CARSON CITY — There was no opposition Wednesday to a bill designed to crack down on aggressive repossession tactics by vehicle dealers that cater to buyers with poor credit.

Assembly Bill 262, sponsored by Assemblyman Richard Carrillo, D-Las Vegas, would make it a deceptive trade practice for dealers to require a buyer to a sign contract addendum changing time restraints for when they can repossess a vehicle or charge late fees.

“This deals with traditional repossession by a repo man,” Jon Sasser with Legal Aid Center of Southern Nevada told members of the Senate Committee on Commerce, Labor and Energy.

Under existing law, a buyer is in default if a scheduled payment is 30 days late. Additionally, law allows sellers to impose a fee of $15 or 8 percent of the payment, whichever is less, after a payment is 10 days late.

But Sophia Romero, a consumer rights attorney with the legal aid center in Las Vegas, said some subprime dealers include in financing contracts provisions that change the time requirements of default and impose late fees higher than allowed.

Romero said Legal Aid of Southern Nevada has been “inundated by illegal repo cases.”

In one case, she said, her client had to sign a page that changed both the 30-day default and 10-day late fee time frame to only one day.

“This client’s vehicle was repossessed after being only four days late,” Romero said. When the woman couldn’t pay the $500 repossession fee, the dealer sold the vehicle to another buyer.
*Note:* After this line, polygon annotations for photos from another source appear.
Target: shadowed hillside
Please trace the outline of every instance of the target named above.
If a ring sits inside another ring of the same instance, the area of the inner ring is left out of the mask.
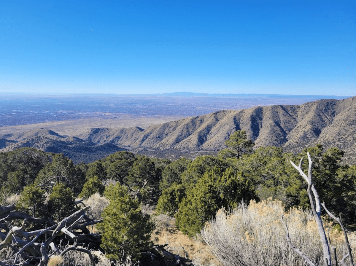
[[[356,96],[321,100],[299,105],[217,111],[155,125],[145,130],[137,127],[95,128],[77,136],[80,139],[65,138],[43,129],[0,137],[1,145],[6,145],[2,151],[26,146],[52,151],[48,150],[51,147],[57,152],[66,151],[65,154],[74,159],[74,154],[72,155],[69,150],[76,151],[74,153],[91,153],[93,156],[96,152],[104,154],[125,148],[171,158],[217,152],[225,148],[224,142],[230,135],[239,130],[246,131],[247,138],[255,142],[255,148],[276,146],[295,153],[321,143],[325,148],[342,149],[347,159],[354,160]],[[16,143],[10,142],[14,141]],[[95,156],[100,157],[99,154]]]

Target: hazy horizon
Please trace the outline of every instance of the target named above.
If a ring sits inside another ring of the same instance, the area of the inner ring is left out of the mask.
[[[2,1],[0,92],[352,96],[356,2]]]

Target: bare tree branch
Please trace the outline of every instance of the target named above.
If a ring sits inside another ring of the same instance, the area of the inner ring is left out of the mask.
[[[303,253],[302,251],[299,250],[297,248],[294,246],[294,245],[292,243],[292,241],[290,241],[290,237],[289,236],[289,232],[288,231],[288,227],[287,226],[287,220],[285,222],[283,222],[283,214],[282,214],[281,217],[281,221],[282,222],[282,223],[284,226],[284,227],[286,228],[286,236],[287,239],[287,241],[288,242],[288,244],[289,245],[289,246],[292,248],[292,249],[294,250],[295,251],[297,252],[298,254],[300,255],[308,263],[309,265],[310,266],[315,266],[315,265],[313,264],[312,262],[310,261],[310,260]]]
[[[313,177],[312,174],[313,161],[309,153],[307,153],[307,154],[308,156],[308,160],[309,161],[308,176],[304,173],[302,169],[302,164],[303,161],[303,158],[300,159],[299,165],[298,166],[291,161],[290,161],[290,163],[295,169],[298,170],[300,175],[305,179],[308,184],[307,191],[312,207],[312,211],[313,212],[314,218],[315,218],[315,222],[316,222],[316,225],[319,232],[319,235],[320,236],[321,244],[323,245],[325,260],[324,264],[325,266],[331,266],[331,259],[330,249],[326,235],[325,233],[325,230],[323,225],[323,221],[321,220],[320,200],[318,192],[314,187],[313,182]]]
[[[347,247],[347,251],[349,253],[349,256],[350,257],[350,264],[351,265],[351,266],[354,266],[354,258],[352,257],[352,254],[351,249],[351,245],[350,245],[350,243],[349,241],[349,238],[347,237],[347,234],[346,232],[346,229],[345,228],[345,227],[344,226],[344,224],[342,223],[342,221],[341,220],[341,217],[340,217],[340,218],[339,218],[333,215],[333,214],[330,212],[329,211],[329,210],[326,208],[326,206],[325,206],[325,202],[323,202],[321,204],[321,206],[323,206],[323,207],[324,208],[324,209],[325,209],[325,211],[326,211],[326,212],[328,213],[328,214],[329,215],[329,216],[339,223],[339,224],[340,225],[340,226],[342,229],[342,232],[344,233],[344,236],[345,238],[345,242],[346,242],[346,246]],[[343,259],[342,260],[343,261],[344,259]]]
In another case, she said a client was required to sign a document changing the late fee to $39 and allowing repossession if a payment was 24 hours late.

The bill would also authorize surety bonds dealers are required to post be used to pay attorney fees, a change supporters said may entice lawyers in private practice to accept cases defending victims of aggressive repossession.

“It would allow the private bar to help people in these situations,” Sasser said. “All deceptive trade practices carry the provision they are considered a consumer fraud case and you are entitled to responsible attorney fees.”

No action was taken Wednesday by the committee. The bill was approved unanimously by the Assembly last week.